Он заметил эту перемену и никак для себя не называл тех, кто говорит “эта страна”, но у него не получалось этого отстранения в речи, и он избегал вообще употреблять подобные словосочетания, избегал намеренно, не желая раздражать своих товарищей, которые за короткое время превратились в партнеров.
Через полчаса Федор окончил доклад, и началась дискуссия, продлившаяся около двух часов. Федор внимательно следил за выступлениями и иногда кое-что записывал. Мнения по вопросу вложения прибыли были разные. Одни считали, что необходимо менять устаревшее оборудование, чтобы наращивать производство, другие доказывали, что оборудование еще не настолько амортизировалось, чтобы тратить прибыль на его замену, а лучше употребить деньги на социальные нужды. И тут слово попросил Алексей. Федор внимательно наблюдал за своим соперником, каким стал для него этот человек теперь. Алексей начал уверенно:
– Сейчас наступает для нашего производства переломный момент.

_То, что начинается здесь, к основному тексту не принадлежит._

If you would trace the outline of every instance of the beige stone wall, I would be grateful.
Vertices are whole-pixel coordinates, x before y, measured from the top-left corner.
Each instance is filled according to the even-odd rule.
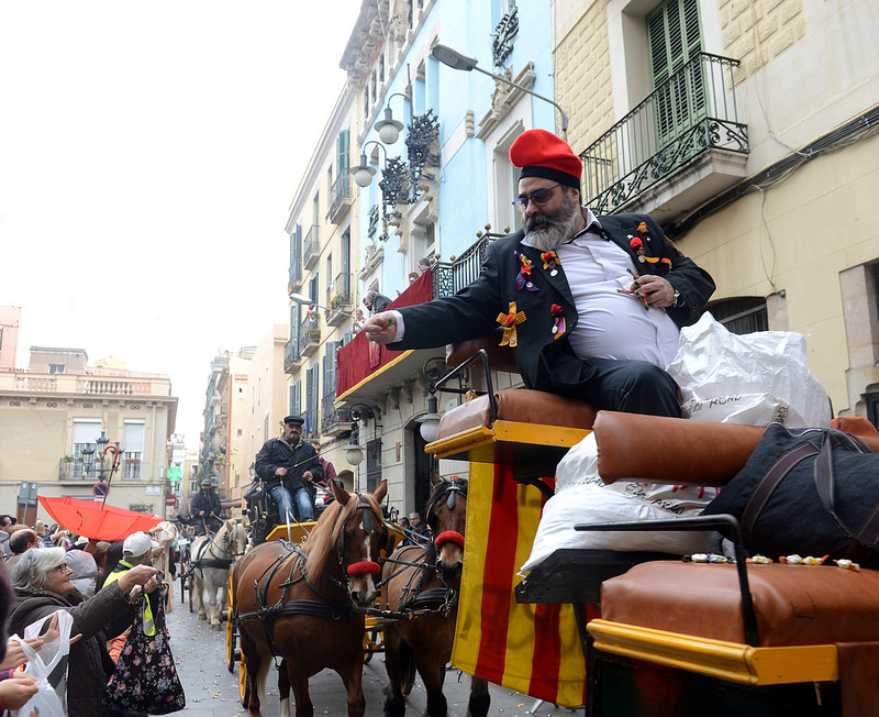
[[[555,91],[568,114],[568,144],[576,152],[615,121],[605,4],[556,3]]]
[[[871,348],[863,345],[875,320],[867,284],[845,295],[843,288],[845,273],[879,261],[879,222],[871,220],[877,196],[879,137],[872,137],[806,163],[786,181],[747,195],[677,242],[714,276],[715,298],[785,293],[771,302],[770,328],[808,337],[809,367],[836,412],[856,410],[850,396],[879,380],[874,358],[879,337],[872,335]],[[787,327],[776,323],[779,307]],[[849,365],[847,321],[860,337],[852,354],[859,365]],[[858,385],[849,388],[852,371]]]
[[[805,37],[802,0],[717,0],[724,54],[743,81]]]
[[[0,390],[0,510],[14,514],[21,482],[37,483],[44,496],[92,497],[92,481],[59,479],[59,461],[73,452],[75,418],[100,419],[111,442],[122,442],[125,419],[144,421],[144,450],[140,481],[110,484],[108,504],[120,508],[152,505],[164,511],[166,441],[173,431],[170,413],[177,398],[120,398],[58,391]],[[124,449],[124,445],[123,445]],[[109,467],[109,462],[105,463]],[[147,493],[158,488],[156,495]],[[40,507],[37,516],[52,522]]]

Он говорил казенно, по-газетному – это всегда проще, выглядишь современно.
– Наши иностранные партнеры настаивают на вывозе сырья и идут на повышение цен. Это они делают умно, но для себя – всякое сырье перерабатывается и дает значительную прибыль. Это если судить с точки зрения выгоды, но я повторяю – выгоды для них.

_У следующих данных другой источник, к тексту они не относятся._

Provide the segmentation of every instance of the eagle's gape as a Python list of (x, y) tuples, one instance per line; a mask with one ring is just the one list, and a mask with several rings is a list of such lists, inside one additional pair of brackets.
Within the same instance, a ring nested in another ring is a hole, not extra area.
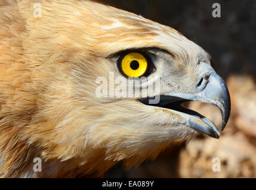
[[(224, 128), (226, 86), (209, 55), (175, 30), (85, 0), (1, 5), (1, 177), (100, 175), (198, 131), (218, 138), (213, 123), (175, 104), (184, 101), (218, 106)], [(138, 90), (116, 96), (131, 77)], [(158, 96), (158, 104), (141, 103)]]

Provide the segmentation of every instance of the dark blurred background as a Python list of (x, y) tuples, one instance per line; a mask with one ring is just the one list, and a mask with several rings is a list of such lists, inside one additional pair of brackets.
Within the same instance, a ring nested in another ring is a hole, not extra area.
[[(234, 178), (256, 177), (256, 1), (100, 1), (178, 30), (212, 56), (216, 71), (226, 81), (232, 112), (217, 140), (206, 136), (171, 146), (155, 161), (129, 170), (122, 163), (106, 177)], [(221, 17), (214, 18), (214, 3), (221, 5)], [(215, 107), (189, 105), (221, 123)], [(212, 159), (221, 160), (221, 172), (212, 170)]]

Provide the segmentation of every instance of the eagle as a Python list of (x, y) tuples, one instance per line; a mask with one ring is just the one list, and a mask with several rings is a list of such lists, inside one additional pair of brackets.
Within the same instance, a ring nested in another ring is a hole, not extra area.
[(209, 53), (170, 27), (86, 0), (1, 0), (0, 25), (1, 178), (101, 176), (218, 138), (186, 102), (217, 106), (227, 124)]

Он остановился. Послышались голоса с мест:
– Это мы знаем.
– Так и нам это выгодно.
Алексей подхватил реплику:
– Это для нас выгодно сегодня, а завтра?
“Вот куда махнул”, – подумал Федор.
– Я считаю, что мы должны переориентироваться на выпуск продукции из сырья. Алюминий везде нужен, особенно в авиакосмической отрасли, куда сейчас будут направлены большие деньги. И мы можем, если закупим необходимое оборудование, работать с гораздо большей прибылью, чем теперь.
Федор почувствовал, что он еще сильнее не любит этого человека, который нахватался новомодных штучек и теперь морочит всем голову своими рискованными проектами. “Алексей Степанович (он его так про себя называл) мыслит правильно, – в то же время подумал Федор, – надо продавать не сырье за границу, а развивать свое производство на самом современном оборудовании, чтобы оно было конкурентоспособно, и тогда можно будет удвоить и утроить прибыль”.
– И тогда, – услышал Федор, – мы сможем увеличить прибыль и создать рабочие места, – закончил Алексей и сел.
Федор взял слово.
– Думаю, что Алексей Степанович прав… – когда он произнес это, он почувствовал облегчение, как будто неприязнь уменьшилась и освободила место здравому смыслу.